If done properly, it can be a win-win for teams and fans. Such appears to be the case across the border with the Milwaukee Brewers, who recently rolled out a “timeless ticket.”
They’re limited to 1,000 buyers and sold for $1,000 — quick math says if they sell out, that’s $1 million in revenue. The holder gets vouchers for nine regular-season Brewers games. The real prize, though, is the 10th ticket. It can be redeemed for any Brewers game at any time in the future — including the postseason.
It also comes with a commemorative brass ticket that weighs one pound and is engraved with the holder’s name. Though the tickets are “subject to ticket availability at the time of redemption” and “early redemption is strongly encouraged” — leaving the potential for disappointed customers — the concept is intriguing.

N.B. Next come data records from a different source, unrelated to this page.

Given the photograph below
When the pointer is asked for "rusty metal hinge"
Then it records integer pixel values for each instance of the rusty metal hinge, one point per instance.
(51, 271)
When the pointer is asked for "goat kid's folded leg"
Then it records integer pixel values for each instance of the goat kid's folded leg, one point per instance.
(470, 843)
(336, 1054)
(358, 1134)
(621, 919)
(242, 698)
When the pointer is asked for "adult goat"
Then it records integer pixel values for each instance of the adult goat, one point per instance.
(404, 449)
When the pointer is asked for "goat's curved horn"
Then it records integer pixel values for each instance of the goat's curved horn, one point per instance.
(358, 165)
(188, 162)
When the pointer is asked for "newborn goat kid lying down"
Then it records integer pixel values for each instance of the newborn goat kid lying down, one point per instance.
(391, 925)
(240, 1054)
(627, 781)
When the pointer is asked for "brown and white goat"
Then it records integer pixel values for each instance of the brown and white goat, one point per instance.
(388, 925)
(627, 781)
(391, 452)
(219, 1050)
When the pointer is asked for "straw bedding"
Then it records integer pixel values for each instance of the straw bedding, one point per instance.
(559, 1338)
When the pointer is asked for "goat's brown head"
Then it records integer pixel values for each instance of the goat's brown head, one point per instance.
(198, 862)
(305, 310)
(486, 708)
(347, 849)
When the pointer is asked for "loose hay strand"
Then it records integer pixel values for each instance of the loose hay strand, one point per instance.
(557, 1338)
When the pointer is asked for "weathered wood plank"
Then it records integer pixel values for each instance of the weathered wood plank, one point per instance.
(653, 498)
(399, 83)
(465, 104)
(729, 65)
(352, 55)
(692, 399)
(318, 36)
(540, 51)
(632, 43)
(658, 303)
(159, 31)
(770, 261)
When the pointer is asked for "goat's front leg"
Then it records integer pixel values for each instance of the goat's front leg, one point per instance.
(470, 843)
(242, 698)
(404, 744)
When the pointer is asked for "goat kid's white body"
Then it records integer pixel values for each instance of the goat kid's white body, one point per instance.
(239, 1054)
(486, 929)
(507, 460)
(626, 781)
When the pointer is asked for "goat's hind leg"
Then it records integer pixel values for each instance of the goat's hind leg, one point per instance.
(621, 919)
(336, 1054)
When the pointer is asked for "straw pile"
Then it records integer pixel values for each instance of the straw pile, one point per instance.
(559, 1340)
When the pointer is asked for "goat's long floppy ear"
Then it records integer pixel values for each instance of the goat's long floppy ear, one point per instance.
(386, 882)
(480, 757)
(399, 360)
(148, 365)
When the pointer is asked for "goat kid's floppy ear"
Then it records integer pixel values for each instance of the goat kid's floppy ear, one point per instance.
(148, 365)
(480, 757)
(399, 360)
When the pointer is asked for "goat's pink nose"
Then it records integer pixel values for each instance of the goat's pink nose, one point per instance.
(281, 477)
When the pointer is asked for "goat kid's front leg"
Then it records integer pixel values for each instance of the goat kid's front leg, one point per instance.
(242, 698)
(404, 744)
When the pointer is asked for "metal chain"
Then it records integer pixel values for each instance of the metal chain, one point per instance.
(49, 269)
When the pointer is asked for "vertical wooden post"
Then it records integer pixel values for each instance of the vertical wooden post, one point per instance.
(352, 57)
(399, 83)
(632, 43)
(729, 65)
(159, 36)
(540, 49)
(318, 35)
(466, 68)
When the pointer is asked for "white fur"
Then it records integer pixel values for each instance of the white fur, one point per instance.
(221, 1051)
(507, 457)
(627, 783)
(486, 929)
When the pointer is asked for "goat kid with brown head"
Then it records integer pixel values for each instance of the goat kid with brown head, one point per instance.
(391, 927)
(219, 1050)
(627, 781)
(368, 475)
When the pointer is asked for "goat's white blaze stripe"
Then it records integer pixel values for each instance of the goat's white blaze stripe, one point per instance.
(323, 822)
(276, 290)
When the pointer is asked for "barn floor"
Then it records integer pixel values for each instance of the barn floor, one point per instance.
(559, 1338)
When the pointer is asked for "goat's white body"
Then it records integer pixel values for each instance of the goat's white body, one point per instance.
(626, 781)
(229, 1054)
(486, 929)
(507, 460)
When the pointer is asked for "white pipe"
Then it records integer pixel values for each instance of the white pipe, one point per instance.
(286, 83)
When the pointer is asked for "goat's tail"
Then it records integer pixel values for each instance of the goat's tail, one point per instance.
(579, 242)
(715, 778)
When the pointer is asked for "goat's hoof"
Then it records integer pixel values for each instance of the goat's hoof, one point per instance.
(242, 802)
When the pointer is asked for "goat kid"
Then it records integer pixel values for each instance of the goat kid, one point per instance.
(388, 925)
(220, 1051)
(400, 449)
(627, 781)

“We obviously had to account for what the most expensive ticket would go for, a World Series Game 7,” Brewers Chief Operating Officer Rick Schlesinger, who came up with the idea, told ESPN.com. “But we also didn’t want it to be completely out of reach.”
Indeed. A World Series ticket wouldn’t necessarily cost that much, but holding a timeless ticket is like the ultimate trump card. As the Brewers — or any team who tried the promotion — neared the playoffs, the buyer would know he or she had a seat.
Maybe that kind of thing is nearly guaranteed on the secondary market, if you’re willing to pay the price, so some of the appeal is the guarantee and the sentiment. When I asked Twins President Dave St. Peter about the timeless ticket concept, he said the fact that it’s a keepsake, combined with the intrigue of when to cash it in, makes it a lot of fun.
“I personally love the idea and wish we would have thought of it,” St. Peter said via e-mail. “I imagine they will sell through the limited inventory very quickly.”
The ESPN.com story said the Brewers have already sold 240 despite limited promotion. The Brewers were eighth in MLB average attendance last year; the Twins were 19th. Maybe it’s not too late and it’s an idea worth stealing?